事件発生から二週間。いまだ解決のめどは無い。痕跡からは犯人像すら浮かばない。
「しかし手詰まりで」
「だったら現場百遍だ。刑事なら自分の足で捜査しろ。どんなに優秀な犯罪者も必ずミスを犯す」
そういうと長谷部は車両基地に赴いた。ボタンを改造した不審者などいないに関わらずだ。「また貴方ですか」と嫌な顔をされた。長谷部は終着駅から回送電車に乗り続けた。「何度でも張り込んでやる。犯人は必ず現場に戻る」
二日後、また緊急停止ボタンで死人が出た。
「鑑識の結果が出ました。被害者は背中を鋭利な刃物で刺されていました。凶器は刃渡り二十センチほどのナイフです」
「そんなことはわかっているんだよ! 犯行に使われた凶器はどこにあるんだ?」
チーム長が声を荒げた。
「それは……」
若い刑事は言いよどむと顔を伏せた。
「いい加減にしろ! お前たちのせいで、どれだけの犠牲者が出ていると思っているんだ? これ以上犠牲が出る前に必ず捕まえろ!」
「はい……わかりました」
「⦅⦅回送組⦆⦆はどうなっている?」
課長が大声で怒鳴った。彼は大量の捜査員を回送電車に派遣していた。
「空振りでした。チーム長」
部下には謝罪する暇より仕事を与える。
「おい、この報告書もすぐに再提出だ!」
若い刑事が口ごもる。
「あのう……」
「なんだね!?」
「今、おっしゃられた件なのですが、被害者の身元がわかったのです」
「何だって?」
「被害者は都内に住む会社員の女性で、年齢は四十歳前後。死亡推定時刻は昨日の午前三時三十分頃となっています」
「それがどうしたというんだ?」
「実はですね、この女性は前日の午後十時頃、自宅を出て電車に乗っているんです」
「それがこの事件と関係あるのか?」
「はい、その時間だと電車の中はかなり混雑しているはずですよね」
「そうだな。

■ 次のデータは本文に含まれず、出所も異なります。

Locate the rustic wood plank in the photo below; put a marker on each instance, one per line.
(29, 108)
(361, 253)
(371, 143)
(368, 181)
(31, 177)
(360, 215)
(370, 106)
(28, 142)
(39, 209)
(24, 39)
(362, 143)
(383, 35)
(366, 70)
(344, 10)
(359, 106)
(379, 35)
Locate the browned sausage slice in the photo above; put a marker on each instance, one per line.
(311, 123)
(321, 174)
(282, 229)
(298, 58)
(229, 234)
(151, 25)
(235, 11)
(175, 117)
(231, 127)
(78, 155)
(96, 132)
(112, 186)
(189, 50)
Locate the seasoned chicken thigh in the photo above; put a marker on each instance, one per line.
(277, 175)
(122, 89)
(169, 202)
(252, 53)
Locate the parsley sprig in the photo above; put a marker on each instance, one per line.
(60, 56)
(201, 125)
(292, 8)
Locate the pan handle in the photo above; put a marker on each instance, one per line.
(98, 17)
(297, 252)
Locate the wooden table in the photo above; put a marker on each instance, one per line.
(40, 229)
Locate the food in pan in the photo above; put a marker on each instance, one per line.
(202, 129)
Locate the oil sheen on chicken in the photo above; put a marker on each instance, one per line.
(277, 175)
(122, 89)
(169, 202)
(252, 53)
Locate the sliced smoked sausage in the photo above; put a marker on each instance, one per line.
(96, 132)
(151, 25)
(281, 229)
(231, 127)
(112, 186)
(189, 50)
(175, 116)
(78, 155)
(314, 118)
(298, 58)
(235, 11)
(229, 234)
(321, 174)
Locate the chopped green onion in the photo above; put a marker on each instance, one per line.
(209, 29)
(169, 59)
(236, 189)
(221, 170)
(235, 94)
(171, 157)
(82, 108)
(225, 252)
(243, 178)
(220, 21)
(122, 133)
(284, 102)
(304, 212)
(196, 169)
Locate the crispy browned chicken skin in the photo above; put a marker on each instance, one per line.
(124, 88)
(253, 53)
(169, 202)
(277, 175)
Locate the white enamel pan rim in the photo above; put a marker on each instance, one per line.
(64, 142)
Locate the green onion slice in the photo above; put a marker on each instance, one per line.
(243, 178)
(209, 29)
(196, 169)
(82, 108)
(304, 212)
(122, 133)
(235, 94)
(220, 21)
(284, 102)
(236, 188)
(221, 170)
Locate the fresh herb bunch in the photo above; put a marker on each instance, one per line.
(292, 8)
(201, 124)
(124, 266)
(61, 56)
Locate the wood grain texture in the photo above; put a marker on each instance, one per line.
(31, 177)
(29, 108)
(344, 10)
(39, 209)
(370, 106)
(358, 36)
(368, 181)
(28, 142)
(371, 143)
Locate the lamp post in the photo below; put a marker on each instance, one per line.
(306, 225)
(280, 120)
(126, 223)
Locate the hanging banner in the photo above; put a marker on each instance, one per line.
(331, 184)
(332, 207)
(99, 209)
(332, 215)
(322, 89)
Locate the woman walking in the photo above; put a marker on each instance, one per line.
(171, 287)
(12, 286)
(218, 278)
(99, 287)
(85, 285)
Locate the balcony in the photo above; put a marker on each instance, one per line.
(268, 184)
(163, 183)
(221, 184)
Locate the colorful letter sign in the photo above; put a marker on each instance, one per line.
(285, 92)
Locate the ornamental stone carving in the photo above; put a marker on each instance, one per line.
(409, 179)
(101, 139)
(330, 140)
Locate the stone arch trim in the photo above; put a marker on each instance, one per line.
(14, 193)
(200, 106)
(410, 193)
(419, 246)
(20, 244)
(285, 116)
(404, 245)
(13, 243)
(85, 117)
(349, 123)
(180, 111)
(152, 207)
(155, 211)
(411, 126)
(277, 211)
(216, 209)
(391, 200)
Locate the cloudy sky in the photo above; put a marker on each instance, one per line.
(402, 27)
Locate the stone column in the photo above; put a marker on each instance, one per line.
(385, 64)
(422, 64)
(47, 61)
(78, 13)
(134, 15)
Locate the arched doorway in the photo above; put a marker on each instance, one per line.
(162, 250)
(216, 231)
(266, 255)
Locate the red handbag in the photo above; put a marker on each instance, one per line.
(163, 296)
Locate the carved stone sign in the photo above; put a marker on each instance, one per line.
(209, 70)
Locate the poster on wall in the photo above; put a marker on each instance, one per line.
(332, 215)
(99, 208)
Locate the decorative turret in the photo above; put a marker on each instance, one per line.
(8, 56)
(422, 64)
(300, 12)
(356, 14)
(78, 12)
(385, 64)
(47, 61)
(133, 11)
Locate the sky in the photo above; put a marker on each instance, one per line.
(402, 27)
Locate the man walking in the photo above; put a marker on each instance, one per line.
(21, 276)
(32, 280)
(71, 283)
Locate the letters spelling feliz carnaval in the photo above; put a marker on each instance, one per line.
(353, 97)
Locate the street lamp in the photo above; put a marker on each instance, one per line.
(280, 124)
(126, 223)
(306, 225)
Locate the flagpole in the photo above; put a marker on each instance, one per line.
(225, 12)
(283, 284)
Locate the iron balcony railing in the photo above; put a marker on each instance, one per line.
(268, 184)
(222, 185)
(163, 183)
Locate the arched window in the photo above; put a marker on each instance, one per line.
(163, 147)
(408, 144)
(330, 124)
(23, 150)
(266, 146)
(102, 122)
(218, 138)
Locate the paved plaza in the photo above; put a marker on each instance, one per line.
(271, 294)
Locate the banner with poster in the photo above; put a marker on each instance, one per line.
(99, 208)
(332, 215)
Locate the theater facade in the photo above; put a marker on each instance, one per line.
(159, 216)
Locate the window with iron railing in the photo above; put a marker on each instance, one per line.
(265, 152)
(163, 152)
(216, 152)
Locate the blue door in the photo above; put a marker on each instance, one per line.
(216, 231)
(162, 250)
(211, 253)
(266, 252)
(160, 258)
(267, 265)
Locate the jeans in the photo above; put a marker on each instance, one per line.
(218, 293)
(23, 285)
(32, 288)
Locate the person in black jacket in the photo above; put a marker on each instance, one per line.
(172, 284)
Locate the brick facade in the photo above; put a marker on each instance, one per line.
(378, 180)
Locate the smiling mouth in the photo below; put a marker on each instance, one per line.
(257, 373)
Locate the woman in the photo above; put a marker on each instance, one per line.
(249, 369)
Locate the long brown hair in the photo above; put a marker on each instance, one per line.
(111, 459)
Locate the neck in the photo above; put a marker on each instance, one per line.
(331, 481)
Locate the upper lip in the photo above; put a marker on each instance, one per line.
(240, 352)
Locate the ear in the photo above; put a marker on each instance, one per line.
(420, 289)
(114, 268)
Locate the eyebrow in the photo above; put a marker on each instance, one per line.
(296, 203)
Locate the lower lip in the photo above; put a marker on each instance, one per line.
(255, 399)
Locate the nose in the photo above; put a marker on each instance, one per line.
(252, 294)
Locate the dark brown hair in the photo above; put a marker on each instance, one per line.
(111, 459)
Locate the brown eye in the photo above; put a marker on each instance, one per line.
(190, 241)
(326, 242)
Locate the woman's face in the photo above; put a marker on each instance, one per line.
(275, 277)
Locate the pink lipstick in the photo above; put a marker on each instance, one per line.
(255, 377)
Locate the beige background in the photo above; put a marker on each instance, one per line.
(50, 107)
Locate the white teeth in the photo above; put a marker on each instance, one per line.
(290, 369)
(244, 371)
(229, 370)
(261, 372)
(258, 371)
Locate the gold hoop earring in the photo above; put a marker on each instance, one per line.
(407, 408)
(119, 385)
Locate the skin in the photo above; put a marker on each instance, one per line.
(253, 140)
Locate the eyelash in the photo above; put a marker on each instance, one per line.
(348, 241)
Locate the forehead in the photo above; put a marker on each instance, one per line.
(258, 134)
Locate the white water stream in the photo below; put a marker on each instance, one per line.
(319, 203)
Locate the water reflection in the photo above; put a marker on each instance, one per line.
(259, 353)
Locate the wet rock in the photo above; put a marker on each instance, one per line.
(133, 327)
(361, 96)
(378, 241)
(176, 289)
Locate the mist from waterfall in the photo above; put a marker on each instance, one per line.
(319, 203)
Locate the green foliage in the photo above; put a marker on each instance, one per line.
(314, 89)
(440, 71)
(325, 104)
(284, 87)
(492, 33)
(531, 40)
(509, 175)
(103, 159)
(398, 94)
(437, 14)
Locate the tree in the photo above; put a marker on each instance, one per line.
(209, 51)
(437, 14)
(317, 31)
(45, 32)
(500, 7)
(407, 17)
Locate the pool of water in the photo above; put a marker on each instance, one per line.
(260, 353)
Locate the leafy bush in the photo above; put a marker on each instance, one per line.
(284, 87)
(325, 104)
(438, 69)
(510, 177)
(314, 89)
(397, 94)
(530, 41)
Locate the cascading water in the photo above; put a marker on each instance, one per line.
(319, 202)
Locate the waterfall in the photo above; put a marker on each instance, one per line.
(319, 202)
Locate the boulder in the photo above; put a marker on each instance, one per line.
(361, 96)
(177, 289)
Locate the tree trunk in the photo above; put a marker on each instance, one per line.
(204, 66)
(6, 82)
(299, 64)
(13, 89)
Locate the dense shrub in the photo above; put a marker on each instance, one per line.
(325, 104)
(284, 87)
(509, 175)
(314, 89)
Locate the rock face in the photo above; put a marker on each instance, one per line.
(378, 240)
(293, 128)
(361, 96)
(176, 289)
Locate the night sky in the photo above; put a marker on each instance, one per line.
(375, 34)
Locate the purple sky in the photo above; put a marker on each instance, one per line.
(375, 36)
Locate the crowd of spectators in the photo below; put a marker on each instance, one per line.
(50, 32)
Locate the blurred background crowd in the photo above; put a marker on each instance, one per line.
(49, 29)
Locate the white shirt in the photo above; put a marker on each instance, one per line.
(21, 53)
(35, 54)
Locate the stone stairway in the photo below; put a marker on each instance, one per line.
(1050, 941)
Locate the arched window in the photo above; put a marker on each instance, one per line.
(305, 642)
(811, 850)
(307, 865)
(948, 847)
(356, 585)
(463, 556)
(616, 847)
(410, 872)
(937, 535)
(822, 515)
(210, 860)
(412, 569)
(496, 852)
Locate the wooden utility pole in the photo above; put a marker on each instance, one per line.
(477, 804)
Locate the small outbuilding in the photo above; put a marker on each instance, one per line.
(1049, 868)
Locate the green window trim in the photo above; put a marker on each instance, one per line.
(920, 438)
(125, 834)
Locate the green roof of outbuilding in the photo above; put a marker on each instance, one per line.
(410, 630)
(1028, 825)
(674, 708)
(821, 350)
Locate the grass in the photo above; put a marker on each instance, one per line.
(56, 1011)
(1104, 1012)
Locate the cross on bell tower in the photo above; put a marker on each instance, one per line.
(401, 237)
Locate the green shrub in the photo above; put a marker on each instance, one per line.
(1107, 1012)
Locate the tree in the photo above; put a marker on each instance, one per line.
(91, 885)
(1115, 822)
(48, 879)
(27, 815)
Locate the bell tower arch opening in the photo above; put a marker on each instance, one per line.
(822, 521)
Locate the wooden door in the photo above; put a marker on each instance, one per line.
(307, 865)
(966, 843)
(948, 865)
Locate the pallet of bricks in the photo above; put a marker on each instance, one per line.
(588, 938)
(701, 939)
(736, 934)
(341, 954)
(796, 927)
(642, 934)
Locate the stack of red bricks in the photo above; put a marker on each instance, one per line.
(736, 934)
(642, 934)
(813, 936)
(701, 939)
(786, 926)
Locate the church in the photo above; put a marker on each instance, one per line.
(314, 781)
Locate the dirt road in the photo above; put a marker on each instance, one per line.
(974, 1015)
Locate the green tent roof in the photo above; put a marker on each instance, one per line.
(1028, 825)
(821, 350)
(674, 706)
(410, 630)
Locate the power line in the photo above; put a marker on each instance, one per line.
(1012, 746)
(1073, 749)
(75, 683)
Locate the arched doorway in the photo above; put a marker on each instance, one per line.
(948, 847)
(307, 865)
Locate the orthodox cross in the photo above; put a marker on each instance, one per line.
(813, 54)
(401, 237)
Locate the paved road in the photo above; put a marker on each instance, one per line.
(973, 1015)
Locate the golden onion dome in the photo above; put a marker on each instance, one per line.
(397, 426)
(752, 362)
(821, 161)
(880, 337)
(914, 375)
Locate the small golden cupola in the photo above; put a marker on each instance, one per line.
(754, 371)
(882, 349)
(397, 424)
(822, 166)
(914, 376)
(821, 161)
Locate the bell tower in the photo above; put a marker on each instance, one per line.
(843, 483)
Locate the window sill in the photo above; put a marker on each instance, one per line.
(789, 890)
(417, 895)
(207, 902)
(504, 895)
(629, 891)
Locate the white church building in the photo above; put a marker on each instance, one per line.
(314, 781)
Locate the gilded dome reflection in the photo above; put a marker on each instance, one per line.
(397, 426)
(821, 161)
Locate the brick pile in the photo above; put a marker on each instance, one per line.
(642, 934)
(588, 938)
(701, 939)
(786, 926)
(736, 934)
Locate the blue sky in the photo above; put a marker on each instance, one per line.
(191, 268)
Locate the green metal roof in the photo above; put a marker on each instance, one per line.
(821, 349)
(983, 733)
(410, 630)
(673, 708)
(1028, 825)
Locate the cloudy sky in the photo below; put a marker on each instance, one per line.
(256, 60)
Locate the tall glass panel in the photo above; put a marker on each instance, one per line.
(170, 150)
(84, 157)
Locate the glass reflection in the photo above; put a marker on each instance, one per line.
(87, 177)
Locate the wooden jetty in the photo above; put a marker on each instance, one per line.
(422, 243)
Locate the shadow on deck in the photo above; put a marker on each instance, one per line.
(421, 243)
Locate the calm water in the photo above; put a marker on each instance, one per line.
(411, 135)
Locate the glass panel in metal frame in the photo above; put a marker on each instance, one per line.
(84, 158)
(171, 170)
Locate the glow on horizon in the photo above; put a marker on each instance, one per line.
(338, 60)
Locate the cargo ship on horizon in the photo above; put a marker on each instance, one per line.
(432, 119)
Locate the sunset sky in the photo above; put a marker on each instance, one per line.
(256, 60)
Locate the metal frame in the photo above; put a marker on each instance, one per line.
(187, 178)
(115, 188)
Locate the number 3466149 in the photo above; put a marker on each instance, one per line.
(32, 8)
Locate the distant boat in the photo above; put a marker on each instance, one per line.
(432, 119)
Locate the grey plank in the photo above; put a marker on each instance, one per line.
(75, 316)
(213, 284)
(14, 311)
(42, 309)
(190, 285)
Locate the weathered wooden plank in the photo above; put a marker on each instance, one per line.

通勤時間帯だから満員だったはずだ」
「でも不思議なんですよ。目撃者の話によるとこの女性はまったく人と接触しなかったそうです」
「どういうことだ?」
「つまりこの女性が乗った車両に不審者は誰もいなかったってことらしいんです」
「なんと! それは本当か?」
非接触型殺人とはどういうことか。死因は出血性ショック。背中から右肺にかけて刀傷⦅ばんしょう⦆。不可解な手口だ。